I'm on the couch where now y'all are my therapist, but I'm telling you from my vantage point: it is so helpful to remember that unless I sit down in sync and think clearly and create space, what on earth do I have to stand for? How could you actually expect an authentic why out of me if I haven't sat down in silence prior to? There is no why without the woods. There is no, this is why I am here unless I go there. That is not just true for me. That is also true for you. You cannot step two feet within a Barnes and Noble without some kind of book on mindfulness and awareness hitting you across the head.
This is the cry of our age that we are in. We are in a moment right now if we're moving at a pace that is irresponsible, irrational, and I'm not like some Luddite who would say that all progress is evil. That's not it at all. I'm just saying, while I'm grateful for the progress in medicine, science, technology, and everything in between, we ought to at least be aware of the cost that has come. When is the last time you've created space to do nothing? When is the last time you've created space to engage with God? Boredom. 1985, child of that age. As many complaints as I would save that, I also will say that all those moments of boredom, there were potential portals of prayer and connection to God, which in return would've led me to be more present with my people.
I pledge to you right now, to my wife right now, to our community at hand. I don't want to live anymore going from one thing to the next without knowing why. I don't want to live without the woods. If you are an apprentice of Jesus, somebody who admires Jesus's ways, regardless of what you think about the divinity of Christ or anything like that. But if you look at that life and you go, “That is a beautiful life and that's the aesthetic that I want to hold my life accountable to.” You cannot bypass how often he goes to the woods without wondering why you don't do the same.
My prayer for our community is that even if we are like me, ADHD, busy all the time, cannot sit still for two seconds, can't be behind a music stand, we'd figure it out. That we'd move slower through our days. Love requires slow moving, deep breathing, intentional thinking, not just reactive folk, proactive folk. We need to figure it out. We need to figure it out. What does it look like for you to respond to that call within you to go back to the woods? The silence, the solitude might be 5 minutes a day, might be 10 minutes a day. Whatever it looks like for you, it does matter. It does matter.

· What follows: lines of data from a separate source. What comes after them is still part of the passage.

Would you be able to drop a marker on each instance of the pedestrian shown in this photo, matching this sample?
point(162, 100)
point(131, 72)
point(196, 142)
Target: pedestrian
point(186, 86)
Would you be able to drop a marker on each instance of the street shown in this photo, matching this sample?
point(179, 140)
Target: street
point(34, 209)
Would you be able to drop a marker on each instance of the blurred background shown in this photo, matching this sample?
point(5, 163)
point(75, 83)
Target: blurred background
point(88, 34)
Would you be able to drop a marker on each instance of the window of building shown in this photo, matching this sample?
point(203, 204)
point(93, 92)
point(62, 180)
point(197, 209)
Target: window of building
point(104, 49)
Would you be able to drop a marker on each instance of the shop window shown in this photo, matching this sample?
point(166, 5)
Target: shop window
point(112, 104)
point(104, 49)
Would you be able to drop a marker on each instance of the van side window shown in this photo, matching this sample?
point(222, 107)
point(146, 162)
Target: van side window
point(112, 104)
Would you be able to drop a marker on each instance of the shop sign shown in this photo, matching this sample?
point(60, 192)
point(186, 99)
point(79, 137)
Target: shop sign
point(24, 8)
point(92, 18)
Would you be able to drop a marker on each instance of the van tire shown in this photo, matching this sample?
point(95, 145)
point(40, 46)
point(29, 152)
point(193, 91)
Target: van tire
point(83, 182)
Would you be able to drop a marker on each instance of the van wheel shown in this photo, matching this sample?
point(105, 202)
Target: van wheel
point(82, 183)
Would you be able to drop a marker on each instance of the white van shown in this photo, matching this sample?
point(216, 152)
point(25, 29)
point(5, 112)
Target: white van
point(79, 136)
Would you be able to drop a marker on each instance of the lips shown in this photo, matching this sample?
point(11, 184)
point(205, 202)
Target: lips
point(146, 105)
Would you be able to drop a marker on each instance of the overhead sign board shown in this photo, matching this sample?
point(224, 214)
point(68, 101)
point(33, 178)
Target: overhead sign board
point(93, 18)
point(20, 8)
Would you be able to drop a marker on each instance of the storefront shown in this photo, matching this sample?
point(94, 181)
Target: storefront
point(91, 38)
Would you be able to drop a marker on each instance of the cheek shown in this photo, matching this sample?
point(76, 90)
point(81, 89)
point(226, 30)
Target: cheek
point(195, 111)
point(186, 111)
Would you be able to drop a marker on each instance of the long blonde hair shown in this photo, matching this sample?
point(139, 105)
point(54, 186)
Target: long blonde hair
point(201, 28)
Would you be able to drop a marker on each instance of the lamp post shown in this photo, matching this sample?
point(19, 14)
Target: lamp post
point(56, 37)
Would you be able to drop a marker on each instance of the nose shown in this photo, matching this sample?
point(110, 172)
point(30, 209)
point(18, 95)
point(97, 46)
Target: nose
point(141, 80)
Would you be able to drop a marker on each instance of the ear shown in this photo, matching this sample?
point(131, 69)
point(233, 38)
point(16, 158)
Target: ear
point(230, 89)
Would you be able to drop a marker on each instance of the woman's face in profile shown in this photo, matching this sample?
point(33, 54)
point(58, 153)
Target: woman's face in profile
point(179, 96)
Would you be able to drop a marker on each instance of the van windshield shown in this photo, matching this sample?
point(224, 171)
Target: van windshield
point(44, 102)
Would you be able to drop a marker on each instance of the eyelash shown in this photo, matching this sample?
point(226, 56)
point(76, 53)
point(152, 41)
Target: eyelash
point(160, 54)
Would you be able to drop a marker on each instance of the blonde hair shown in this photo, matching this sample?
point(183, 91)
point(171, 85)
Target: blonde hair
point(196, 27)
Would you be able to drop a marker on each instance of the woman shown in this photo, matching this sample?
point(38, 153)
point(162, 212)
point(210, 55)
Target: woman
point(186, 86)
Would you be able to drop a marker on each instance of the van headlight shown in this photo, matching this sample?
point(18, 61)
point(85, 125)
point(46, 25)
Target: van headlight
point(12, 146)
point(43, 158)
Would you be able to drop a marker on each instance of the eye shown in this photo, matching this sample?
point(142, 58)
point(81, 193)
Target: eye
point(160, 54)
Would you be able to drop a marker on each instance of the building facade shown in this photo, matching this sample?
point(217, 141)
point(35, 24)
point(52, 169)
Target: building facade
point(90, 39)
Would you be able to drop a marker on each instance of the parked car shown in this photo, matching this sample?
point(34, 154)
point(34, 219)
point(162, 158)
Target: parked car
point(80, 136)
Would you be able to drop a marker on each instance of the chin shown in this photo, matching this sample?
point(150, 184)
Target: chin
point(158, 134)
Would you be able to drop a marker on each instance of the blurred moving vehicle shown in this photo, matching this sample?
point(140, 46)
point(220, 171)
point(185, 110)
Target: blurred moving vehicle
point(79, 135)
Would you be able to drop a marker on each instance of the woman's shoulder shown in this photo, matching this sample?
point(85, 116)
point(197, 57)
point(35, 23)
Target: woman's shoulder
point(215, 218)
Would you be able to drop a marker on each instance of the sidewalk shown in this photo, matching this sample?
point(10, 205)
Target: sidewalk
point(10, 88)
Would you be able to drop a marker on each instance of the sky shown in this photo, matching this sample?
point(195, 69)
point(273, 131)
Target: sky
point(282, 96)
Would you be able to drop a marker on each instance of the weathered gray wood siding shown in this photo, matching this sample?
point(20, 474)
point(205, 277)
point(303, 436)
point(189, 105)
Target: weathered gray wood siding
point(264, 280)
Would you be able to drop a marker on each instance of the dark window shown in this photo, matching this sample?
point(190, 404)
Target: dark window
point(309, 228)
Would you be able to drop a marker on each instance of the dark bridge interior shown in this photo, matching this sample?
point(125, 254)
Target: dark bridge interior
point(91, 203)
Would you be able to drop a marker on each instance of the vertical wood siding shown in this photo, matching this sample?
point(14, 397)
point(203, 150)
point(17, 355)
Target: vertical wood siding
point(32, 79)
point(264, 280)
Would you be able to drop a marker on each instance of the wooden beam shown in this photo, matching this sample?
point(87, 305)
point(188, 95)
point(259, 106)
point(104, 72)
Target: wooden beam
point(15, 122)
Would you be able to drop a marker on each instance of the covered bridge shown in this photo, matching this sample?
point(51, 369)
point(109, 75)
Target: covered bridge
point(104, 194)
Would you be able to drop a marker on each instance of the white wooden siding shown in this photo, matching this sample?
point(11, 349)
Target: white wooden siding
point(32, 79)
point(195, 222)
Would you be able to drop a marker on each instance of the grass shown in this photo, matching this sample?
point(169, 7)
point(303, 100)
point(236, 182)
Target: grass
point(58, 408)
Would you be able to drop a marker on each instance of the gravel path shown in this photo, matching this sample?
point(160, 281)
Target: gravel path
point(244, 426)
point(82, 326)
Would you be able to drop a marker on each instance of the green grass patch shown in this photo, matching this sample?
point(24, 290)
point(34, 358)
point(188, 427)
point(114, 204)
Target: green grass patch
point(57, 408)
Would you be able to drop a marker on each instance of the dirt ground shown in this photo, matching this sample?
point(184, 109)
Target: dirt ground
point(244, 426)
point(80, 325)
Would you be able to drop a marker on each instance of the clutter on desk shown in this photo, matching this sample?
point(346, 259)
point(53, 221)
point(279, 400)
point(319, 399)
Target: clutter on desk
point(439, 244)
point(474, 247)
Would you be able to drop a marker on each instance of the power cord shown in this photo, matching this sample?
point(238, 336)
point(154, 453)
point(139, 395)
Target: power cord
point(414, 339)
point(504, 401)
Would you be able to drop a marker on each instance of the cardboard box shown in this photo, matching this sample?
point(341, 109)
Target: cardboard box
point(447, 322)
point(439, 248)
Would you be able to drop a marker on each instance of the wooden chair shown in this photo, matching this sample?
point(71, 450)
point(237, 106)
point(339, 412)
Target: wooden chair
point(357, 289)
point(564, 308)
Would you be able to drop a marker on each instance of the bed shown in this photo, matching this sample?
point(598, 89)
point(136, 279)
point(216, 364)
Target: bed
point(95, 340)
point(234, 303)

[Prays] Jesus, God, I pray Lord that you would give us the faith to believe that it matters. I need to believe that it matters, God. I look at your life, Jesus, and I think about how this is such a common occurrence in your life. This is such a habitual way that you lived. And if I'm going to take myself seriously as an apprentice of Yours, this has to be a habitual way that I live. God, give us the wisdom, the clarity—even more important, the conviction—to carve out the spaces in our lives where we can just be, not as performers or producers, but just be with you. So that we can walk out not just with our preferences in mind, but also with our purpose intact. So that we can know why we do what we do. All God's children together, we say Amen.